Speed is important because for stroke patients, 3.6 years of life are lost for every hour untreated.

“If there's penumbra (salvageable) tissue, then we want to be able to get all of our patients to the interventional operating area as quick as we can,” Sanghvi said. “We've taken turnaround times that were anywhere from two to six hours and we're trying to get everyone from 60 to 90 minutes from the emergency room to the catheterization laboratory.”

From there, patients are taken to the lab, where doctors puncture the groin, similar to heart attack procedures. Catheterization wires and tubes are connected to the brain.

Two different types of devices are used to remove the clot; both work to grab the clot and clear it from the brain.

Along with the new analysis software, doctors can also access the RAPID images on their phone.

With RAPID's capabilities, Sanghvi said the center has been able to screen more patients, increasing volume by 50%.

While the technology feels near perfect to Sanghvi right now, he knows in the future, it will only get faster.

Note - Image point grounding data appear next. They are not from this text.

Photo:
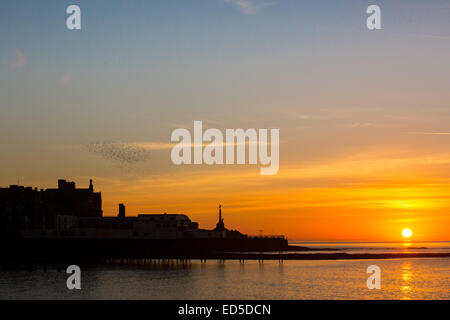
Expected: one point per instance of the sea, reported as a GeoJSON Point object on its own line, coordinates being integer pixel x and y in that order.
{"type": "Point", "coordinates": [406, 278]}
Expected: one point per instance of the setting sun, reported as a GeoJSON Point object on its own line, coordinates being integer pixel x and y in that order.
{"type": "Point", "coordinates": [407, 233]}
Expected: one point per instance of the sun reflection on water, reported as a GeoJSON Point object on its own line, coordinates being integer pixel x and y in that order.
{"type": "Point", "coordinates": [406, 278]}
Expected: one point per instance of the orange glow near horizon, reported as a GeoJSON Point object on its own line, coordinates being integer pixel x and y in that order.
{"type": "Point", "coordinates": [340, 203]}
{"type": "Point", "coordinates": [407, 233]}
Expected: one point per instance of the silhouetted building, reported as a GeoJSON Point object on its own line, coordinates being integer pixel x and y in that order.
{"type": "Point", "coordinates": [220, 226]}
{"type": "Point", "coordinates": [28, 208]}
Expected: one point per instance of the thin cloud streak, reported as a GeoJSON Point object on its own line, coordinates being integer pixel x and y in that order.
{"type": "Point", "coordinates": [249, 7]}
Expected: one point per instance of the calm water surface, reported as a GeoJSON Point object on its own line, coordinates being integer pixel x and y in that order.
{"type": "Point", "coordinates": [412, 278]}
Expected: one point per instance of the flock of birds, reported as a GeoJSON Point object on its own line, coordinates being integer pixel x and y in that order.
{"type": "Point", "coordinates": [125, 153]}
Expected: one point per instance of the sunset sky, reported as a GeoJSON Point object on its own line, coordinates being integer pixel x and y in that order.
{"type": "Point", "coordinates": [364, 116]}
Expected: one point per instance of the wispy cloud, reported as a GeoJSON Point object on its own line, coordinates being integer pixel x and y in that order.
{"type": "Point", "coordinates": [19, 60]}
{"type": "Point", "coordinates": [250, 6]}
{"type": "Point", "coordinates": [432, 133]}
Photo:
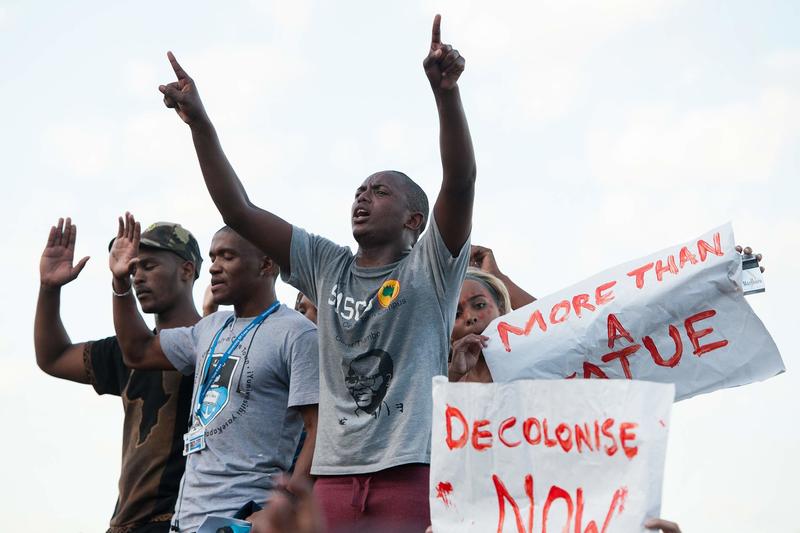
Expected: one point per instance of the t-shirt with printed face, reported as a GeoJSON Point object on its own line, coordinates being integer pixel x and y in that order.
{"type": "Point", "coordinates": [251, 430]}
{"type": "Point", "coordinates": [384, 333]}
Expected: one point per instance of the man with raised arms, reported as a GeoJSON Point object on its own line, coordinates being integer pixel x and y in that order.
{"type": "Point", "coordinates": [384, 314]}
{"type": "Point", "coordinates": [156, 403]}
{"type": "Point", "coordinates": [256, 377]}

He hopes the technology will become more automated soon, allowing Lutheran's regional hospitals to take advantage and treat stroke patients on site.

“We have a network here, and we're sort of the hub, and all of our local hospitals are spokes. Right now, we're offering the technology at the hub hospital,” Sanghvi said. “Our goal is to offer the technology to all of the spokes in the near future. That way you can get evaluated there instead of transferring here to get the RAPID profusion.”